In fact, I cannot recall a single situation where using last known good helped solve issues I was facing.
-
-
-
Tuesday 23rd July 2024 21:56 GMT david 12
RedHat had exactly the same problem with a CrowdStrike causing a kernel panic after loading a bad channel file.
If you want a resilient system that can't be taken down by drivers that are marked as required for boot, then you want a different kind of machine architecture, not a different OS.
-
Wednesday 24th July 2024 01:35 GMT Andrew Hodgkinson
RedHat is buggy; that's not a "new architecture" issue
Allowing kernel drivers to fail gracefully is a long-solved problem, but quality engineering is expensive and mainstream vendors are cheap a**holes only interested in shareholder gains. As for this specific RedHat crash - please read:
https://news.ycombinator.com/item?id=41030352
-
-
-
-
-
Tuesday 23rd July 2024 21:41 GMT Doctor Syntax
Re: Canary releases?
The term's been around for a while, if not in relation to releases, in other contexts. About 10 years ago it became a practice fo post assurances that a business had not been serves a subpoena by a given date. Failure to update it was an indication that it had received one without breaching any terms the subpoena may have contained forbidding an announcement that it had. The origin, of course, is a comparison with the coal-miner's canary which would be more susceptible to carbon monoxide poisoning than the miner - not a close analogy with the warrant canary but it fits well with a sacrificial S/W instance which can be exposed to a pending update.
-
Tuesday 23rd July 2024 23:02 GMT Malcolm Weir
Re: Canary releases?
Where this works (and it doesn't always) is in legal jurisdictions where compelled speech is forbidden or extremely disfavored (e.g. the USA).

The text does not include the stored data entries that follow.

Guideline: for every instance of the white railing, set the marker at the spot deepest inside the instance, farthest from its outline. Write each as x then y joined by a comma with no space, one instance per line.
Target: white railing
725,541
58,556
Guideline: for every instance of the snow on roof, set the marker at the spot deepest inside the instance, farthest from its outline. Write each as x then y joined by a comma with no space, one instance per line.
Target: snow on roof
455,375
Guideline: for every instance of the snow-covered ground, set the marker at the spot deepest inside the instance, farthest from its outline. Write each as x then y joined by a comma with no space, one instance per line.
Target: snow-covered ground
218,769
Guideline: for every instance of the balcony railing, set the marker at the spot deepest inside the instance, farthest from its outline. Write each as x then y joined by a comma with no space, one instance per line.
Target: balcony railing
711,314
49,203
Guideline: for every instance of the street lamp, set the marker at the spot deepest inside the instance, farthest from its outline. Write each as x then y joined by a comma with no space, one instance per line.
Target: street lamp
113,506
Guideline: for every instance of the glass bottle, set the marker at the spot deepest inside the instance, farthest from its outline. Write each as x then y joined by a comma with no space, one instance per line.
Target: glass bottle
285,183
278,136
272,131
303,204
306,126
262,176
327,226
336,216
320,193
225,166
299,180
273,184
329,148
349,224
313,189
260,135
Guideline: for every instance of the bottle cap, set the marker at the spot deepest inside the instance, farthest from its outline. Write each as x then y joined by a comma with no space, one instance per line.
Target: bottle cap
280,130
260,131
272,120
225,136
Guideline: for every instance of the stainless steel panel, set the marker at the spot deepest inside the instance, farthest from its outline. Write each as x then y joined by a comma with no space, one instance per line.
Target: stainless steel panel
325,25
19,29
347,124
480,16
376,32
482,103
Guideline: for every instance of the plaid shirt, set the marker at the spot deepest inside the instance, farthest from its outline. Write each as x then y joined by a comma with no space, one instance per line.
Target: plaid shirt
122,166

A court can order someone to NOT say something until the matter has been fully adjudicated, but requiring a statement usually is impossible until after the court has heard, and judged, both sides.
Of course, a government can always request speech ("I counted them all out..."), but the decision to comply has to be voluntary otherwise the speech is compelled.
-
-
Wednesday 24th July 2024 01:15 GMT that one in the corner
Re: Canary releases?
> I just used to call them phased releases, back in the day.
But were you dealing with code that could totally knacker the machine?
The canary falling of its perch is a good analogy for a BSOD (shortly followed by an explosion - of expletives heard all around the open plan office).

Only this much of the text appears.